О батеньке ни слуху ни духу; солдатом мы его только один раз видели в серой солдатской шинели; он был жалкий, отчужденный от всех. Маменька теперь все плачет и работает разное шитье. Устя, Иванечка и я никак не можем согреться, нас трясет лихорадка. Хотя у нас на всех окнах и дверях прилеплены сверху записочки, что нас «дома нет», но лихорадка не верит и непременно кого-нибудь из нас трясет, а иногда и всех троих вместе. Недавно заезжала тетка Палага Ветчинчиха, и маменька с нею так наплакалась: батеньку с другими солдатами угнали далеко, в Киев, он там служит уже в нестроевых ротах; там же и деверь тетки Палаги; она все знала о солдатах.

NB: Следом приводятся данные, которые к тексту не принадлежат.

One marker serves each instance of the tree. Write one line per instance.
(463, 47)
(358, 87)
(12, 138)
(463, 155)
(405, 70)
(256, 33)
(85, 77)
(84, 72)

С утра мне бывает лучше, и я тогда принимаюсь за своего коня. Я давно уже связываю его из палок, тряпок и дощечек, и он уже стоит на трех ногах. Как прикручу четвертую ногу, так и примусь за голову: шею я уже вывел и загнул: конь будет «загинастый».
Маменька шьет шубы осиновским бабам, на заячьих мехах: у нас пахнет мехом; а ночью мы укрываемся большими заячьими, сшитыми вместе (их так и покупают) мехами. Спать под ними жарко.
Я подбираю на полу обрезки меха для моего коня; из них делаю уши, гриву, а на хвост мне обещали принести, как только будут подстригать лошадей у дяди Ильи, настоящих волос из лошадиного хвоста.
Мой конь большой; я могу сесть на него верхом; конечно, надо осторожно, чтобы ноги не разъехались; еще не крепко прикручены. Я так люблю лошадей, что все гляжу на них, когда вижу их на улице. Из чего бы это сделать такую лошадку, чтобы она была похожа на живую? Кто-то сказал — из воску. Я выпросил у маменьки кусочек воску; на него наматывались нитки. Как хорошо выходит головка лошади из воску! И уши, и ноздри, и глаза — все можно сделать тонкой палочкой; надо только прятать лошадку, чтобы кто не сломал: воск нежный.
К маменьке помощницами поступили две девки-соседки: Пашка Полякова и Ольга Костромитинова. Они очень удивлялись моей лошадиной головке и не верили, что это я сам слепил.
Ольгу я не люблю: она высокая-высокая и всё смеется, смеется каждому слову. Сейчас, как придет, поднимет меня к самому потолку. Страшно делается, а потом лезет целоваться: «жених мой, жених!» Ну, какой я ей жених? Я начинаю ее бить и царапать даже. А она всё гогочет, с каждым словом ее все больше смех разбирает.
А Паша умная и всегда серьезно смотрит, что я делаю. Но вот беда — ноги лошадок никак не могут долго продержаться, чтобы стоять: согнутся и сломаются. Паша принесла мне кусок дроту (проволоки) и посоветовала на проволоках укрепить ножки. Отлично! Потом я стал выпрашивать себе огарки восковых свечей от образов, и у меня уже сделаны целых две лошадки.
А сестра Устя стала вырезывать из бумаги корову, свинью; я стал вырезывать лошадей, и мы налепливали их на стекла окон.
По праздникам мальчишки и проходящие мимо даже взрослые люди останавливались у наших окон и подолгу рассматривали наших животных.
Я наловчился вырезывать уже быстро. Начав с копыта задней ноги, я вырезывал всю лошадь; оставлял я бумагу только для гривы и хвоста — кусок и после мелко вроде волосков разрезывал и подкручивал ножницами пышные хвосты и гривы у моих «загинастых» лошадей. Усте больше удавались люди: мальчишки, девчонки и бабы в шубах. К нашим окнам так и шли.